A message shared by many participants was that those with lived experience of the issues must be a central part of addressing solutions. As Kera Sherwood-O’Regan, indigenous and disabled multidisciplinary storyteller and rights advocate from Aotearoa (New Zealand), put it: “Nothing about us without us. We know our community.”

U.S. disability rights and inclusion activist Imani Barbarin agreed: “We’re not here for decoration. We have something to say.”

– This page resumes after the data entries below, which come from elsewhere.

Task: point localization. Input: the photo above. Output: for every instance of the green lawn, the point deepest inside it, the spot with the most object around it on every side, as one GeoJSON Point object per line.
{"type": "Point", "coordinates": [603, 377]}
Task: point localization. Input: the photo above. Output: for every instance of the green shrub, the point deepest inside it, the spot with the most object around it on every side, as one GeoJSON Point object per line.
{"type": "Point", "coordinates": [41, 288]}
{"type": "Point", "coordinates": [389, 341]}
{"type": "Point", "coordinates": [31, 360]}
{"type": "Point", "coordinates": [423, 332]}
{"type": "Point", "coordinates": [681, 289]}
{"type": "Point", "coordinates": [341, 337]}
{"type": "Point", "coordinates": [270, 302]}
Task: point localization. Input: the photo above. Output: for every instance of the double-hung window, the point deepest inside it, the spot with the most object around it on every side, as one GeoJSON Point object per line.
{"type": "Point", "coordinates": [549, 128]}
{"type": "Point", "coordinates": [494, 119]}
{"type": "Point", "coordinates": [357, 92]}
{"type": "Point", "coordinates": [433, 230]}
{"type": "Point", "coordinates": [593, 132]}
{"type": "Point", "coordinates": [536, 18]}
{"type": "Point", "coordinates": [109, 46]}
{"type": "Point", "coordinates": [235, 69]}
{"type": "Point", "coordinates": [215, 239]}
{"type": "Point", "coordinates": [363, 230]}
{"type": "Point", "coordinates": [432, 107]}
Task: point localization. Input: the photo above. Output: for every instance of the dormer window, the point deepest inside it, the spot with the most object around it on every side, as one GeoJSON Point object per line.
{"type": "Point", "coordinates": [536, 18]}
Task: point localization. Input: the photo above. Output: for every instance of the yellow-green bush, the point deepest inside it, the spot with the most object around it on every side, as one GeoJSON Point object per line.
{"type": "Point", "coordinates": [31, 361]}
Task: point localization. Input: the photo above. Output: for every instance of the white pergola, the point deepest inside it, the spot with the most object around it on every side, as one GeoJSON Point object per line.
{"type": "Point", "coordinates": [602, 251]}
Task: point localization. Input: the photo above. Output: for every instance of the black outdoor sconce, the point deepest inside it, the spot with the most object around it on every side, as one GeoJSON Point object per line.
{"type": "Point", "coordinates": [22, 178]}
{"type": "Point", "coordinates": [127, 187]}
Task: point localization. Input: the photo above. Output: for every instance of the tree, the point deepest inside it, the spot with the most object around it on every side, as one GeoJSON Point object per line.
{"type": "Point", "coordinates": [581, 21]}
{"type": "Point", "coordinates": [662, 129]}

Feminist economic recovery plan

At the final plenary, All in for a feminist recovery, Tuisina Ymania Brown, LGA (International Lesbian, Gay, Bisexual, Trans and Intersex Association ) World Co-Secretary General spoke powerfully about the challenges:

Do what WOMEN have done for millenia! We weave. We merge. We intersect. We connect. We interlace. We rinse and REPEAT until we have one gigantic unseverable umbilical cord connecting us to the mother of us all – ONE HUMAN RACE – ONE PLANET – ONE HUMANITY.

Positive Feedback

Despite endless whining on social media about online meetings during the pandemic, Virtual Progress was extremely well received.There appeared to be little criticism of the running of the conference and no trolling. Well known Melbourne activist and advocate Asher Wolf, who was a speaker on a couple of panels, had previously raised issues about registration costs, accessibility and inclusion during past Progress events.

Australian Progress promised to act on these and has done so for this conference.

Wolf was prominent in exposing the Federal government’s Robodebt program, which has since been declared illegal. Her determination has been an example for many:

“No matter what ways they break you, you still have to be able to form a fist” – fighting words from @Asher_Wolf! She says laughter and camaraderie in the #NotMyDebt movement were also crucial to beating #robodebt. #VirtualProgress2020

— Alyssa Robinson (@thatsironical) June 24, 2020

Nicole Paris, a panellist in 2019, was fulsome in her praise of this year's event:

fair to say I been a “critical friend” (annoying hassler?) of @ausprogress over years. This program wld have been inconceivable 5 yrs ago (tho my idea of a good time). Free places for mob, more accessible scholarships & truly diverse speakers. Yay for growth #VirtualProgress2020

— Nicola is (@peacenicsta) June 24, 2020

Linh Do tweeted this cartoon by Desiree Llanos Dee (@deslikesdoodling on Instagram):

What an amazing #VirtualProgress2020. Thanks to everyone who came along! I can't wait to catch up on the content in the coming month. pic.twitter.com/h4R0aLNQQs

— Linh Do (@lmdo) June 24, 2020

Nevertheless, many activists will be looking forward to the next “in the flesh” event at the town hall.